Here’s how it usually goes down. Funds are raised each year through the Second City Theater's annual benefit (which has featured past performances from the likes of Jeff Tweedy, The Breeders, and Shellac). Albini and Whinna then spend time painstakingly perusing the mountain-loads of heartbreakingly adorable and piteous “letters-to-santa” that are sent to the post office each year asking for a (cue the tearjerker, here:) “Christmas Miracle” to help them through difficult times! Aaaaaaargh! The couple then surprises the neediest of those families by showing up on their doorstep on December 25, bearing gifts like a couple of converted Ebenezer Scrooges! Isn’t that just amazing?
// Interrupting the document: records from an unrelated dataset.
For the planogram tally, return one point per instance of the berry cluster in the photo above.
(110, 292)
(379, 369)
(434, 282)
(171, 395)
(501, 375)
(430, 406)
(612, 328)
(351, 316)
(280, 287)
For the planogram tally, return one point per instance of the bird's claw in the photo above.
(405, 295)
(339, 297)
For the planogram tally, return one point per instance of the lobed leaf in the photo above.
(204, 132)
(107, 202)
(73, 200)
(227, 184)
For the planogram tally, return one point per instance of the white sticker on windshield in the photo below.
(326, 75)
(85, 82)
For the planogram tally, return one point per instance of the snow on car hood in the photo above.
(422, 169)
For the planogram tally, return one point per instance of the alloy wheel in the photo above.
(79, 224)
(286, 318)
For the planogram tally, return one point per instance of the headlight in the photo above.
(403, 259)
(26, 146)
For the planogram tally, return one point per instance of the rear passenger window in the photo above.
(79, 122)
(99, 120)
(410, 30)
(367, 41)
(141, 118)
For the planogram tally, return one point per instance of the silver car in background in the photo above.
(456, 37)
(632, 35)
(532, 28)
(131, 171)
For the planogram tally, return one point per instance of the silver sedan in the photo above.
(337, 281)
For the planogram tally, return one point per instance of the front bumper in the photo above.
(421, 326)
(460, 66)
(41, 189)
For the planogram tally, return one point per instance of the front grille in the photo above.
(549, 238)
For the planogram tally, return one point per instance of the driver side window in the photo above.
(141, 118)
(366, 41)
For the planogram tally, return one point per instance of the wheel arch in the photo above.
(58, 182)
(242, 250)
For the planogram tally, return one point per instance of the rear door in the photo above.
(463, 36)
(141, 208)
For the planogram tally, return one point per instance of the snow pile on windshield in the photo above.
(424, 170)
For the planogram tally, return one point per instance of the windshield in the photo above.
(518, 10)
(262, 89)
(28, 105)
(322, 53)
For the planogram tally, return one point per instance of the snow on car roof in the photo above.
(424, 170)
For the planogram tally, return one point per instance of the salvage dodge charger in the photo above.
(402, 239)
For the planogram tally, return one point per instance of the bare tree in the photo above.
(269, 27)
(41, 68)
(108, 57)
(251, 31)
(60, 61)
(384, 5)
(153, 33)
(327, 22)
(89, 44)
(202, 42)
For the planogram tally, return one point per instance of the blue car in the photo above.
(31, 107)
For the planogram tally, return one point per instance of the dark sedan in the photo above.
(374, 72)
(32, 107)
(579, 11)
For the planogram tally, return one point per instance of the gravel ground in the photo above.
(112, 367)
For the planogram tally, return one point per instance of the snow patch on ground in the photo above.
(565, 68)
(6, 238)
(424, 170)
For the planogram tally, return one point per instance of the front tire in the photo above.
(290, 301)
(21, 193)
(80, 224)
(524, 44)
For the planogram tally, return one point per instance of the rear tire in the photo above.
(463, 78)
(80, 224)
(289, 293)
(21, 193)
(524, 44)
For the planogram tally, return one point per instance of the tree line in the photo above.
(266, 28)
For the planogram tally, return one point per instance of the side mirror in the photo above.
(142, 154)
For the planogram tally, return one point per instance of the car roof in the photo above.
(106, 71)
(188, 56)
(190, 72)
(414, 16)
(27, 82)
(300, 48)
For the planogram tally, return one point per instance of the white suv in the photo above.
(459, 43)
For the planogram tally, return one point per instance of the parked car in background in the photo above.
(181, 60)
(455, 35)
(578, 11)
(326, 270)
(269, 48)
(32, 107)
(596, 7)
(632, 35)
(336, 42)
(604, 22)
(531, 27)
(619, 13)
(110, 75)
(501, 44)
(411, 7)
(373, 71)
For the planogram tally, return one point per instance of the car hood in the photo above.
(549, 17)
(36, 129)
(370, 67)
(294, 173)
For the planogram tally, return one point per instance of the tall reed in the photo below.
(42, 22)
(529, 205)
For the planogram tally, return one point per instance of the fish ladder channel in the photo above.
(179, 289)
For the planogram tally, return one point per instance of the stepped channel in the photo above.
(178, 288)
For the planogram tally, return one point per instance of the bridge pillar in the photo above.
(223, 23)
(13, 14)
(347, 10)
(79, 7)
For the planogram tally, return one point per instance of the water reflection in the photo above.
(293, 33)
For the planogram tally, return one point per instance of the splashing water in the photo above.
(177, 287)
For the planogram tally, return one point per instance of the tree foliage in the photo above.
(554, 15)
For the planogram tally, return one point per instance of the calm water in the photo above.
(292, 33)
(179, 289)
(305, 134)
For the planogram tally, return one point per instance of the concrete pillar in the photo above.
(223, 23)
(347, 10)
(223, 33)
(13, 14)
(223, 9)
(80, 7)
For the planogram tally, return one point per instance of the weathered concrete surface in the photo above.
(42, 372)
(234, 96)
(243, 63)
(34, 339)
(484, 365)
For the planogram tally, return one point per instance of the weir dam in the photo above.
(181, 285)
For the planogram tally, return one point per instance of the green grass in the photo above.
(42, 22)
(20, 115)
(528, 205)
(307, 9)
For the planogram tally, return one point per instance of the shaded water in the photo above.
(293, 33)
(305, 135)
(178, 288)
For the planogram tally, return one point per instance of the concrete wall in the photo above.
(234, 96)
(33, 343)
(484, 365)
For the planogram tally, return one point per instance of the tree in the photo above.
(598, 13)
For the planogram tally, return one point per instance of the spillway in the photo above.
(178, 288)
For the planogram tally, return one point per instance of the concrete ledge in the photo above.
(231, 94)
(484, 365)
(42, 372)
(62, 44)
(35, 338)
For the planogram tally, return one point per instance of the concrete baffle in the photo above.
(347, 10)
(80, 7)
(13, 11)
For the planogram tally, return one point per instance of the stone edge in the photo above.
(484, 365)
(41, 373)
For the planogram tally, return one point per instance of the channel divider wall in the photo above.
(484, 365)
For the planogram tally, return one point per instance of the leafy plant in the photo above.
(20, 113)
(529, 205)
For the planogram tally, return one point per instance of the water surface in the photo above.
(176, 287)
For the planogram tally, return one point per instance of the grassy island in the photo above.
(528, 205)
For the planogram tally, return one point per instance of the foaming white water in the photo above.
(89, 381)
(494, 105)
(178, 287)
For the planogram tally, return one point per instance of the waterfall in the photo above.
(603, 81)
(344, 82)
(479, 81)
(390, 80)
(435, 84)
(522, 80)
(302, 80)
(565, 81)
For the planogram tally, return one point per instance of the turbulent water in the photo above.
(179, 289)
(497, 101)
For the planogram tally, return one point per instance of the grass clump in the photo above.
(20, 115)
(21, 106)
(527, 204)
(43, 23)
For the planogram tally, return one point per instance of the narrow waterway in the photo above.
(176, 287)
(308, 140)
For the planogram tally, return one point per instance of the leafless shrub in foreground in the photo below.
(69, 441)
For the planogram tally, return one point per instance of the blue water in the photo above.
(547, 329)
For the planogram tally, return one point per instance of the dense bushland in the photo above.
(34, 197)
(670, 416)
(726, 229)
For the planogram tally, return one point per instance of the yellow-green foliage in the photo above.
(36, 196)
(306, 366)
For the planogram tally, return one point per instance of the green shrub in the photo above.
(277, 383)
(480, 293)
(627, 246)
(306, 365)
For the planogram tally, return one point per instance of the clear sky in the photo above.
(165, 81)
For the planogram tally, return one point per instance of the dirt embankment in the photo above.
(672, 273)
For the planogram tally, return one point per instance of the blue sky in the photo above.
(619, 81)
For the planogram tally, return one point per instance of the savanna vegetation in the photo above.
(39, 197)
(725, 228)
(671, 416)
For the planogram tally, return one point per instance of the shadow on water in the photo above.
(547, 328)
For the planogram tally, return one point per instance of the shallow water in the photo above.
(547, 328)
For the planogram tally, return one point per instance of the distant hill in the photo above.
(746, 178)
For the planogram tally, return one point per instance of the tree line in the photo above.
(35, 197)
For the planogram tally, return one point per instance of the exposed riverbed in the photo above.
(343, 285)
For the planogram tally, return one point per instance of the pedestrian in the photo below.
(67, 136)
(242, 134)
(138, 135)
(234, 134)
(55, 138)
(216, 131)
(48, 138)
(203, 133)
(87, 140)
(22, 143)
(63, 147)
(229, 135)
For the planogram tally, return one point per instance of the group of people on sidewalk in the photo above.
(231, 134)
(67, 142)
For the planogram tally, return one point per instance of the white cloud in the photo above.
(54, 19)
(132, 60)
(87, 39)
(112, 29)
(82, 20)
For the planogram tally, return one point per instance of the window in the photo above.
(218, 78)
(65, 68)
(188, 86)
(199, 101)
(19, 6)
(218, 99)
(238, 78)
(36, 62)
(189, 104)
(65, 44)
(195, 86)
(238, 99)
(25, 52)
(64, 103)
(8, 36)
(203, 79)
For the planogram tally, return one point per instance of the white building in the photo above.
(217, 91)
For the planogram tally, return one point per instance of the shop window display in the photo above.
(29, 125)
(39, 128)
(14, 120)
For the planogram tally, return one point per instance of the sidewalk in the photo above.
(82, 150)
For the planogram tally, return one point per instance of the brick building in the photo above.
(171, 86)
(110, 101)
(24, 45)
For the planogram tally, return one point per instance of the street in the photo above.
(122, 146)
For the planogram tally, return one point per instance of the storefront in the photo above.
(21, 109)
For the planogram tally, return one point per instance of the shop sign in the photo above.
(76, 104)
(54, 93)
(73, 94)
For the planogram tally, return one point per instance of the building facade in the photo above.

Take a few notes, Ty Pennington.

But now, as the Chicago Tribune recently reported, thanks to a policy change by the U.S. Postal Service, Albini and Whinna are running into some trouble with their schooling all of us in Altruism Class. See, the Postal Service is no longer allowing access to the names and contact info of people who send Letters to Santa, citing increasing security and privacy issues. This, of course, makes it much more difficult for potential donors like the Albini-Whinna clan to reach families in need. Sending gifts to needy families is still allowed, but they must be sent the mail, rather than delivered in person. But, as Whinna told the Tribune, "The idea of mailing a gift [...] almost makes me think the postmaster general has never been to a housing complex. If there's no human contact, it will kill the program."

Come on now, USPS. There’s got to be some way to work this out? Don’t get all Jacob Marley on us, here. The last thing you want after an entire career hitting the streets and delivering mail is to have to trudge around for all eternity in those dowdy uniforms.